Susannah is World Cancer Research Fund's Senior Programme Manager (Research Evidence).
We’re often asked whether soya products affect a person’s risk of breast cancer, with many women unsure about whether it will increase or decrease risk. Information can often be confusing, making it difficult to know what to believe. The problem is that, to date, research just hasn't been able to confirm the risk either way.
Soya or soy?
Soya products come in many different forms, although they are all made from soya beans (also known as soybeans or immature green edamame beans).
They can be eaten whole or processed to make a number of different products such as soya milk, tofu and miso.
Our latest breast cancer report looked at the evidence on soya and found that, for women who have never had breast cancer, the evidence was inconclusive; four studies were identified which reviewed the evidence on soya and breast cancer risk, but none of the studies reported a significant association between soya products and risk of breast cancer.
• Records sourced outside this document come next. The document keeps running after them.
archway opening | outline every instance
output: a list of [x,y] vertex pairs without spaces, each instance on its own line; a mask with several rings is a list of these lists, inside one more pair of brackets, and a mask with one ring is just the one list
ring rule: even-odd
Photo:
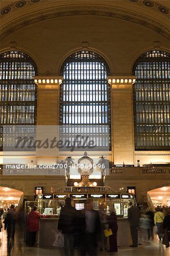
[[170,207],[170,186],[162,187],[148,191],[155,207]]
[[0,187],[0,209],[6,212],[11,204],[18,207],[23,192],[13,188]]

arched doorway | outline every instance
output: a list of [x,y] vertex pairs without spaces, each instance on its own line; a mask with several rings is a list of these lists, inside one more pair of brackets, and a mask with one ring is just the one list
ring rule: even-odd
[[13,188],[0,187],[0,209],[7,210],[11,204],[18,205],[23,192]]
[[162,187],[148,191],[154,207],[170,207],[170,186]]

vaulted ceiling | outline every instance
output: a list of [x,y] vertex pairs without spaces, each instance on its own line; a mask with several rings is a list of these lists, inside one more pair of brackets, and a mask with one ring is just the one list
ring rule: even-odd
[[1,0],[1,38],[61,16],[105,16],[150,28],[170,40],[170,0]]

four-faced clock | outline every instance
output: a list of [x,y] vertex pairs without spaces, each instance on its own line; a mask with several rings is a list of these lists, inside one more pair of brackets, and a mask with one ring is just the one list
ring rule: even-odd
[[78,172],[81,175],[90,175],[92,174],[93,161],[86,155],[78,160]]

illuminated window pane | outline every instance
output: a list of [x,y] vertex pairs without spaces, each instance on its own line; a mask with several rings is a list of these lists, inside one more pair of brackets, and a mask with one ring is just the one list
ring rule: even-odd
[[170,55],[152,51],[134,66],[136,150],[169,150]]
[[[104,132],[110,135],[110,88],[107,82],[109,75],[107,64],[99,55],[82,51],[67,59],[61,75],[63,82],[60,86],[60,125],[71,125],[73,130],[64,133],[63,140],[68,136],[71,138],[81,127],[86,135],[93,126],[96,141],[102,146],[98,137],[103,131],[99,131],[100,128],[108,125],[109,130]],[[82,131],[81,129],[81,134]],[[110,138],[107,143],[110,148]],[[106,141],[105,143],[106,146]]]
[[27,54],[10,51],[1,55],[1,142],[3,125],[35,125],[36,66]]

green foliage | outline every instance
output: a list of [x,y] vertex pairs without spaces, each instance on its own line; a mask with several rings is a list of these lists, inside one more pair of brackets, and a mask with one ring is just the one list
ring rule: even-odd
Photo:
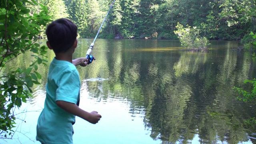
[[40,84],[38,65],[45,64],[47,48],[40,46],[42,26],[50,21],[47,8],[40,4],[41,12],[30,14],[25,4],[37,6],[27,0],[2,0],[0,3],[0,72],[6,63],[26,52],[34,53],[29,67],[18,68],[0,77],[0,136],[6,138],[15,127],[14,109],[32,96],[31,88]]
[[113,39],[115,37],[115,35],[111,34],[102,34],[98,36],[98,38]]
[[176,28],[177,30],[174,31],[174,33],[178,36],[182,46],[188,50],[204,50],[210,44],[206,37],[200,36],[200,30],[196,27],[192,28],[187,25],[184,28],[178,23]]
[[248,100],[250,101],[255,98],[256,96],[256,79],[254,78],[252,80],[246,80],[244,83],[246,84],[249,83],[249,84],[252,86],[252,90],[250,92],[248,92],[246,90],[244,90],[242,88],[234,87],[233,89],[234,90],[235,92],[237,92],[239,94],[239,96],[237,97],[237,98],[239,100],[242,100],[244,102]]

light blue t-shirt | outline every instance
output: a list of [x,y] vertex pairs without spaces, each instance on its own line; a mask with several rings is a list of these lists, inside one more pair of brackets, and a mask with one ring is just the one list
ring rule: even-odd
[[43,144],[72,144],[75,116],[59,107],[57,100],[77,104],[80,81],[76,66],[55,58],[51,62],[44,108],[38,118],[36,140]]

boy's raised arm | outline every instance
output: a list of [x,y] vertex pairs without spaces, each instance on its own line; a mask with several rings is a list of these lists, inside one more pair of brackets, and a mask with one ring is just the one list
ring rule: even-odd
[[98,112],[94,111],[91,112],[87,112],[73,103],[62,100],[57,100],[56,103],[58,106],[67,112],[79,116],[93,124],[97,123],[101,118],[101,116],[98,114]]
[[72,64],[76,66],[80,65],[82,66],[85,66],[87,65],[88,59],[85,58],[77,58],[72,60]]

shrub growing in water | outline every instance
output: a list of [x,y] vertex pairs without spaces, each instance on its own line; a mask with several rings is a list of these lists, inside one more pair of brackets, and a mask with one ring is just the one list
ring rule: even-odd
[[188,50],[205,50],[210,44],[206,37],[200,36],[200,30],[196,27],[191,28],[187,25],[184,28],[178,22],[176,28],[177,30],[174,31],[174,34],[177,35],[181,46]]

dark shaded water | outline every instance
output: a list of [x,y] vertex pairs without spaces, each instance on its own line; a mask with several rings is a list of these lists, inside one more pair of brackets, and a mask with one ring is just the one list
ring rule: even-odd
[[[92,40],[79,39],[74,58],[84,57]],[[74,144],[254,143],[255,130],[243,122],[255,116],[256,105],[236,99],[232,88],[256,77],[255,62],[231,50],[238,42],[211,43],[198,53],[180,49],[178,41],[97,39],[92,54],[96,60],[77,68],[80,107],[102,118],[93,125],[77,117]],[[49,52],[49,63],[54,56]],[[26,54],[9,67],[28,66]],[[14,140],[0,143],[38,143],[48,68],[39,70],[41,84],[22,104],[20,110],[27,112],[19,114],[26,122],[18,123],[20,132]]]

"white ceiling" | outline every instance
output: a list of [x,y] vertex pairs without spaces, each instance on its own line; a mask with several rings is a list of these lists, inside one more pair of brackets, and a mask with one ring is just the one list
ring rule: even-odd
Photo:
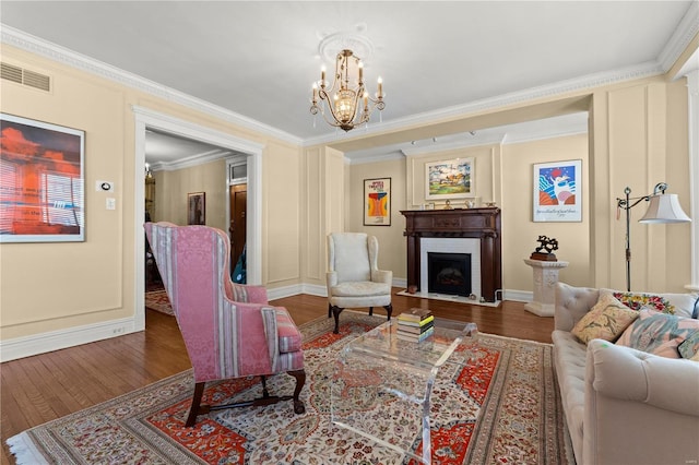
[[[0,2],[3,26],[303,144],[660,74],[698,17],[696,0]],[[382,121],[348,134],[309,114],[319,44],[336,33],[368,41],[366,81],[381,75],[386,92]],[[408,139],[355,156],[411,150]]]

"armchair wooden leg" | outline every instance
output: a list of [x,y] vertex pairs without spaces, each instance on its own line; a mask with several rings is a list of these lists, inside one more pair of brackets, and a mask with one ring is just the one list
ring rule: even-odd
[[293,397],[294,413],[300,415],[306,412],[304,402],[299,398],[301,394],[301,390],[304,389],[304,384],[306,384],[306,371],[305,370],[289,371],[288,374],[296,378],[296,389],[294,390],[294,397]]
[[189,415],[185,426],[191,428],[197,422],[197,415],[199,415],[199,406],[201,405],[201,397],[204,395],[204,385],[206,383],[197,383],[194,385],[194,394],[192,395],[192,406],[189,407]]
[[342,312],[340,307],[332,306],[332,314],[335,317],[335,329],[333,330],[334,334],[340,334],[340,313]]

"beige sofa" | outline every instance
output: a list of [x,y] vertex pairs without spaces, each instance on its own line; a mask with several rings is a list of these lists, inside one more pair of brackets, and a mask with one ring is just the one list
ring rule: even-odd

This means the evidence on soya and breast cancer risk is limited and we are unable to draw any firm conclusions on whether it increases or decreases the risk of breast cancer. More research is needed to better understand the relationship.
We also reviewed the research on the impact of consuming soya for women who have breast cancer; we saw indications that consuming soya may be beneficial, but, once again, the evidence is limited so we can't make any recommendations at this time.
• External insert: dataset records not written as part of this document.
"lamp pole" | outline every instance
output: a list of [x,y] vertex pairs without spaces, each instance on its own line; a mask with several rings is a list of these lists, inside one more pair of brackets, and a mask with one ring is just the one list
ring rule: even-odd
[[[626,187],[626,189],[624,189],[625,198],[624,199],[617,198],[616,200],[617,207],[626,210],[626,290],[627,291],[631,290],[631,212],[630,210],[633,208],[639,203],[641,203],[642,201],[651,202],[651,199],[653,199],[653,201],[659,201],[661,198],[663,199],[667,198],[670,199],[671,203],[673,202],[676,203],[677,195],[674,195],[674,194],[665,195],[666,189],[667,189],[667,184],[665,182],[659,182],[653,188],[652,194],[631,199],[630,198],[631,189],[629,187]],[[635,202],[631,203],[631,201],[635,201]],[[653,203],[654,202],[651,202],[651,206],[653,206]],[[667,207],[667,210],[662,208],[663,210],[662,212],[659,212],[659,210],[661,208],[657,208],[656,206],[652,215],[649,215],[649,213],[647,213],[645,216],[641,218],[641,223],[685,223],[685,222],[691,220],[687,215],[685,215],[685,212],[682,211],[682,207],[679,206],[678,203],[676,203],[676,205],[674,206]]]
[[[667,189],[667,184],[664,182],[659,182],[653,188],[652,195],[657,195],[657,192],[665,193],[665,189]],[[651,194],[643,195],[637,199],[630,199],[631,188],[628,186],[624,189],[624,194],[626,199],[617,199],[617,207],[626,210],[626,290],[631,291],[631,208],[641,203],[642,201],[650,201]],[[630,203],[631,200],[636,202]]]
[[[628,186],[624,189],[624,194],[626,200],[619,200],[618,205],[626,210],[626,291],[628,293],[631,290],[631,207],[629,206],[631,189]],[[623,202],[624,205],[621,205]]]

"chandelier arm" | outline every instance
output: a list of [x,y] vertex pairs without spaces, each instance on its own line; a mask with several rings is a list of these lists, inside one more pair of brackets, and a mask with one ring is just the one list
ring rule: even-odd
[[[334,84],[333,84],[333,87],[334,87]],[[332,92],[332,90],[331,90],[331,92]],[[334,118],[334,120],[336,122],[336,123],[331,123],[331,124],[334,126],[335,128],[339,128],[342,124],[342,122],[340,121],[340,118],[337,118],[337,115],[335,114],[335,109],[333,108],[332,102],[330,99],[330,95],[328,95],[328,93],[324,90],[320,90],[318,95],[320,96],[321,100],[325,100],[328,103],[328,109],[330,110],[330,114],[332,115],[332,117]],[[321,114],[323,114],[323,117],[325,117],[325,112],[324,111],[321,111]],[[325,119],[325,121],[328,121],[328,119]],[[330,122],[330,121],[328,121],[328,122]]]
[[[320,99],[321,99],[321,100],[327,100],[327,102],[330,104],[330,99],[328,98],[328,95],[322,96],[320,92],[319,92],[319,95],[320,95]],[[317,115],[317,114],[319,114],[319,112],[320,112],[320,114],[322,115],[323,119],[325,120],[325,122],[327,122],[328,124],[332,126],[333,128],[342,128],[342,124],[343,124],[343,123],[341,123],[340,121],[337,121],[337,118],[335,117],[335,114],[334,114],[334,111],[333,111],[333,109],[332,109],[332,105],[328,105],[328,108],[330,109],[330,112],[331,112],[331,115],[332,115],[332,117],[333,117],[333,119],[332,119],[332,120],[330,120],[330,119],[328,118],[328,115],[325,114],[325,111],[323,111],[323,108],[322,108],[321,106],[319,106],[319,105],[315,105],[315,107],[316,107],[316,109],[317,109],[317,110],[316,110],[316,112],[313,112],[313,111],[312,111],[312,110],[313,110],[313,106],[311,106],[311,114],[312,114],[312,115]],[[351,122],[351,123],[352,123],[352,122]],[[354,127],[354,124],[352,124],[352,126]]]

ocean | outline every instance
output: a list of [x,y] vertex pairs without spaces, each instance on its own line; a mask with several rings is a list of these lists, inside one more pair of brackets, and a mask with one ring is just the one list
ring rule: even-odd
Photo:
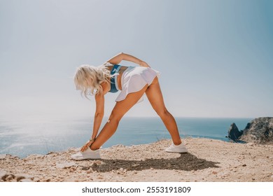
[[[176,118],[182,138],[200,137],[228,141],[225,137],[232,122],[244,130],[252,118]],[[104,119],[102,125],[107,119]],[[90,137],[92,119],[0,120],[0,154],[24,158],[83,146]],[[125,117],[114,135],[103,148],[150,144],[171,139],[159,118]]]

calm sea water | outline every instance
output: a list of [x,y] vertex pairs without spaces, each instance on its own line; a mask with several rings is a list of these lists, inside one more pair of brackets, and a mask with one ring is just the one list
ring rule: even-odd
[[[230,124],[243,130],[251,118],[176,118],[181,137],[204,137],[228,141]],[[104,120],[103,124],[106,119]],[[0,120],[0,154],[24,158],[29,154],[46,154],[80,147],[92,134],[88,119]],[[170,136],[159,118],[124,118],[114,135],[104,144],[108,148],[149,144]]]

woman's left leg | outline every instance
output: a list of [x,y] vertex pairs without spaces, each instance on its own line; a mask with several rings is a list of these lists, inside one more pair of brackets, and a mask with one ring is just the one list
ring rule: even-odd
[[125,99],[115,104],[108,122],[92,144],[91,150],[99,149],[115,133],[120,119],[141,98],[147,88],[148,85],[140,91],[130,93]]

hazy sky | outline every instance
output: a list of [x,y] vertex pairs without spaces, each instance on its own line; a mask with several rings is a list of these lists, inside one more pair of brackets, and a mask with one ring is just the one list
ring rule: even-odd
[[[0,0],[0,117],[92,118],[76,67],[120,52],[162,72],[174,116],[272,116],[272,10],[270,0]],[[156,115],[146,98],[127,113],[143,115]]]

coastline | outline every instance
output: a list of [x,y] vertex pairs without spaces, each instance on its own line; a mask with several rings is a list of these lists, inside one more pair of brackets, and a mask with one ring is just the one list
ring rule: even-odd
[[22,159],[1,155],[0,181],[273,182],[273,146],[204,138],[183,141],[188,153],[164,152],[171,144],[164,139],[102,148],[98,160],[72,160],[76,148]]

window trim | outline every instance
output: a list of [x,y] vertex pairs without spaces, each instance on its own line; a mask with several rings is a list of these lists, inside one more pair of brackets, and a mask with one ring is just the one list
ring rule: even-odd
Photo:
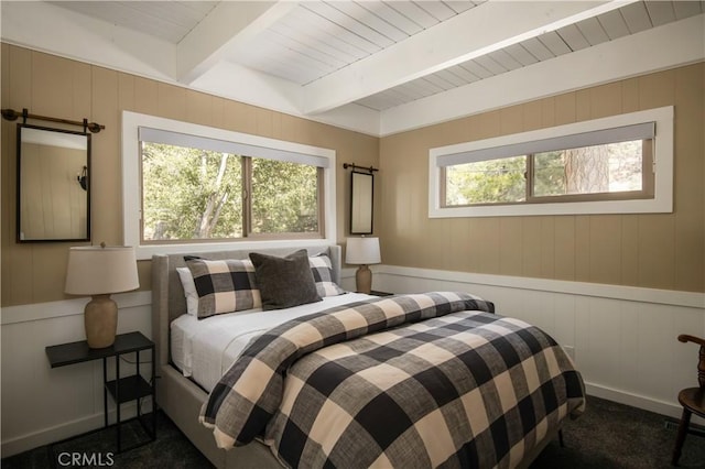
[[[291,239],[264,239],[258,236],[254,239],[243,238],[237,240],[214,240],[214,241],[196,241],[196,242],[173,242],[149,243],[141,242],[141,173],[140,165],[140,142],[139,128],[148,127],[153,129],[165,130],[169,132],[177,132],[204,137],[208,139],[217,139],[228,142],[235,142],[243,145],[262,146],[274,151],[285,153],[301,153],[314,157],[325,159],[326,167],[323,167],[323,218],[324,226],[322,231],[323,238],[303,238],[292,237]],[[283,140],[270,139],[265,137],[240,133],[225,129],[217,129],[207,126],[200,126],[189,122],[177,121],[173,119],[148,116],[138,112],[122,112],[122,137],[121,137],[121,155],[122,155],[122,223],[123,239],[126,246],[135,248],[137,258],[139,260],[151,259],[156,253],[175,253],[183,252],[188,249],[197,249],[198,251],[218,251],[227,249],[264,249],[264,248],[285,248],[292,246],[321,246],[335,244],[337,242],[337,219],[336,219],[336,152],[330,149],[305,145],[301,143],[286,142]]]
[[[653,198],[629,200],[545,201],[540,204],[490,204],[444,207],[441,200],[443,171],[440,160],[451,155],[494,148],[560,139],[565,135],[605,131],[626,126],[655,122],[653,148]],[[429,218],[509,217],[531,215],[662,214],[673,211],[673,107],[649,109],[587,120],[529,132],[464,142],[429,151]]]

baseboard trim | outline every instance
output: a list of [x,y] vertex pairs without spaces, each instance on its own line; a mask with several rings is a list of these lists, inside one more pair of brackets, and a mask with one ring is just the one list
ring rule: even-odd
[[[144,403],[143,413],[151,412],[151,400]],[[137,416],[137,403],[130,402],[122,404],[120,408],[120,418],[126,422],[129,418]],[[116,411],[108,411],[108,422],[115,423]],[[61,441],[66,438],[82,435],[95,429],[100,429],[104,425],[102,412],[93,414],[83,418],[77,418],[64,424],[55,425],[53,427],[43,428],[39,432],[32,432],[26,435],[22,435],[15,438],[3,440],[0,446],[0,452],[3,458],[9,456],[19,455],[20,452],[28,451],[30,449],[37,448],[44,445],[51,445],[53,443]]]

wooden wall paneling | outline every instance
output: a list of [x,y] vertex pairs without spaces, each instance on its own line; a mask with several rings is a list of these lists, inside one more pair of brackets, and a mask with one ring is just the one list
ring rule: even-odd
[[165,83],[159,83],[156,86],[159,101],[158,116],[184,120],[186,118],[186,94],[185,88]]
[[675,219],[639,215],[639,286],[675,290]]
[[541,100],[541,128],[554,127],[555,123],[555,97]]
[[476,253],[478,265],[473,272],[501,273],[500,218],[474,218],[473,227],[477,232]]
[[499,135],[520,133],[524,130],[523,106],[511,106],[499,110]]
[[575,121],[589,120],[593,117],[592,89],[575,91]]
[[621,81],[621,111],[636,112],[639,107],[639,79],[628,78]]
[[592,215],[575,216],[575,279],[578,282],[595,282],[590,279],[590,223]]
[[541,265],[539,275],[543,279],[555,277],[555,217],[539,217],[541,221]]
[[443,251],[446,269],[458,272],[473,271],[473,246],[470,239],[470,222],[468,218],[455,218],[448,230],[448,246]]
[[499,220],[499,271],[502,275],[522,275],[523,229],[518,217]]
[[521,220],[521,275],[540,277],[543,255],[541,217],[525,217]]
[[573,123],[577,119],[577,100],[575,92],[566,92],[554,98],[555,126]]
[[589,279],[594,282],[621,284],[620,215],[590,217]]
[[131,76],[134,80],[134,112],[159,116],[160,83]]
[[543,118],[545,108],[546,106],[544,99],[524,103],[522,106],[523,126],[521,131],[528,132],[530,130],[536,130],[545,127]]
[[203,92],[193,91],[191,89],[187,89],[185,95],[186,109],[182,120],[213,127],[214,122],[210,95],[204,95]]
[[704,70],[697,64],[675,75],[675,284],[693,291],[705,290]]
[[93,243],[120,246],[122,239],[122,164],[120,154],[121,112],[118,73],[93,68],[93,118],[105,130],[91,138]]
[[622,87],[620,81],[590,88],[590,119],[622,113],[621,97]]
[[639,217],[621,217],[620,279],[622,285],[639,284]]
[[639,77],[639,107],[652,109],[673,105],[675,70],[664,70]]

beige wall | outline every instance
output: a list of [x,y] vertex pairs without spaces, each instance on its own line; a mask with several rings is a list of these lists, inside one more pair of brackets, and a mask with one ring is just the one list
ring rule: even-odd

So should I eat soya or not?
Whole soya beans can be part of a healthy diet and contribute to your five-a-day. Soya is also a good source of protein making it a good alternative to red meat, too much of which increases your risk of bowel cancer.
However, if you do eat soya products such as soya milk, try to stick to unsweetened versions.
The bottom line
Until we have more research on soya and its link to breast cancer, we can’t make strong recommendations about its effect on cancer risk.
The evidence about soya may be inconclusive but there's lots of strong evidence about other things you can do to reduce your risk of cancer. Basing your diet on plant foods is a great first step to eating well.